373 Identification of potential targets for immunotherapy in a cynomolgus macaque model of Ebola virus disease

Abstract

OBJECTIVES/GOALS: Ebola virus infection causes severe disease and liver injury in humans. Macrophages contribute to inflammatory signaling and are prevalent in the liver. We assessed the activation status, including therapeutic target expression, of hepatic macrophages. METHODS/STUDY POPULATION: We compared formalin-fixed, paraffin-embedded liver tissue from terminal Ebola virus-infected and uninfected control cynomolgus macaques, a gold-standard model for human disease. We characterized region-specific protein and whole transcriptome expression in these tissues using GeoMx Digital Spatial Profiling. Macrophage (CD68+) and leukocyte (CD45+) accumulation in liver tissue was quantified by immunofluorescence image analysis using digital pathology software. RESULTS/ANTICIPATED RESULTS: Macrophage-specific (CD68+) regions in the liver of Ebola virus-infected macaques demonstrated a shift towards an inflammatory gene expression profile, as compared to those from healthy control tissue. These regions showed differential expression of monocyte/macrophage differentiation, antigen presentation, and T cell activation gene sets, which were associated with decreased MHC-II allele expression.

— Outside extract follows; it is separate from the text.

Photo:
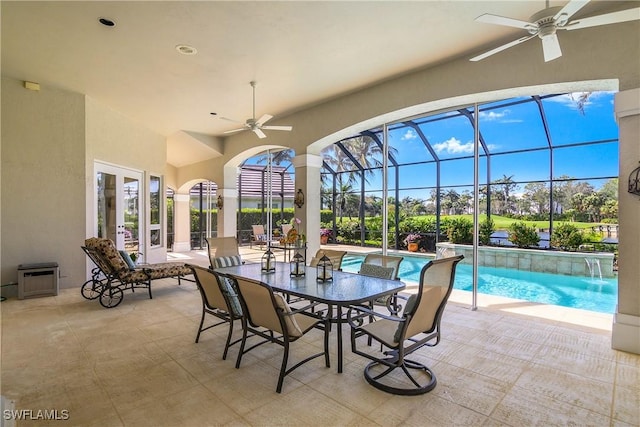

Moreover, macrophage-specific regions in the infected macaques showed enriched expression of genes or proteins associated with known immunomodulatory therapeutics, including S100A9, IDO1, and CTLA-4. DISCUSSION/SIGNIFICANCE: These data demonstrate that hepatic macrophages express an inflammatory phenotype, that their ability to present antigens to the adaptive immune system may be impaired, and that they express therapeutically targetable markers for immunomodulation of these cells during Ebola virus infection.